09/09/2020
SINCRONIZACIÓN
Mientras más tiempo comparto con mi mejor amiga, pasan cosas más locas. Decimos las mismas frases al mismo tiempo, hacemos los mismos gestos, los mismos chistes en el momento exacto, y empezamos a cantar las mismas canciones de la nada, sin habernos puesto de acuerdo previamente. ¿Esto es casualidad? No, claro que no. Esto fue llamado "sincronía eléctrica", cómo nuestros cerebros se sincronizan con los que pasan más tiempo con nosotros, leen los mismos libros, escuchan la misma música, van a los mismos lugares. De esta forma, y aún estando separados de esa persona, nuestros cerebros ofrecen las mismas respuestas a las problemáticas del entorno, o a algo tan simple como el clima, una conversación que nos escuchamos, o un planteamiento filosófico. Así como me pasó con esta amiga, ahora me pasa con Jesús.

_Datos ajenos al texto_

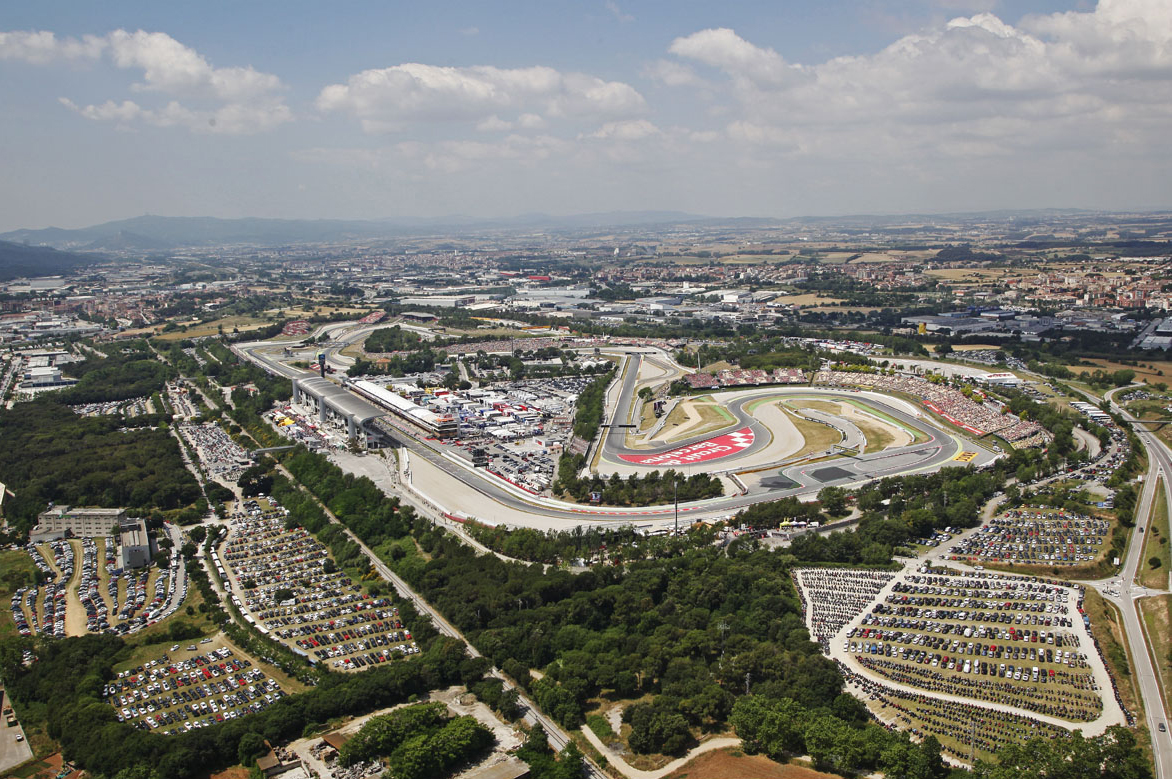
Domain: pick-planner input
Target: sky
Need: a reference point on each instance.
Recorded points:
(742, 108)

A esto somos llamados cuando la Biblia dice que tenemos que morir a nosotros, y seguir a Jesús. Esto requiere de pasar tiempo con él, de hacer las cosas que él hacía, de poco a poco llenarnos de su presencia y de su corazón, para que seamos renovados y completamente transformados por la fe. Nuestros cerebros van a ir pareciéndose cada vez más al suyo, nuestro corazón al suyo, y eso tiene que sí o sí reflejarse en nuestras acciones y palabras, como en el primer caso que te conté. Mientras más tiempo pases con Dios, menos va a costarte, porque sin darte cuenta, tu mente va a estar reaccionando como lo haría la de Jesús al enfrentarse a distintas situaciones.
Llenate de él. Seguí renunciando a todo aquello que no lo glorifica y animate a consumir música, películas y momentos que lo glorifiquen y que te ayuden a estar cada vez más sincronizado con su persona.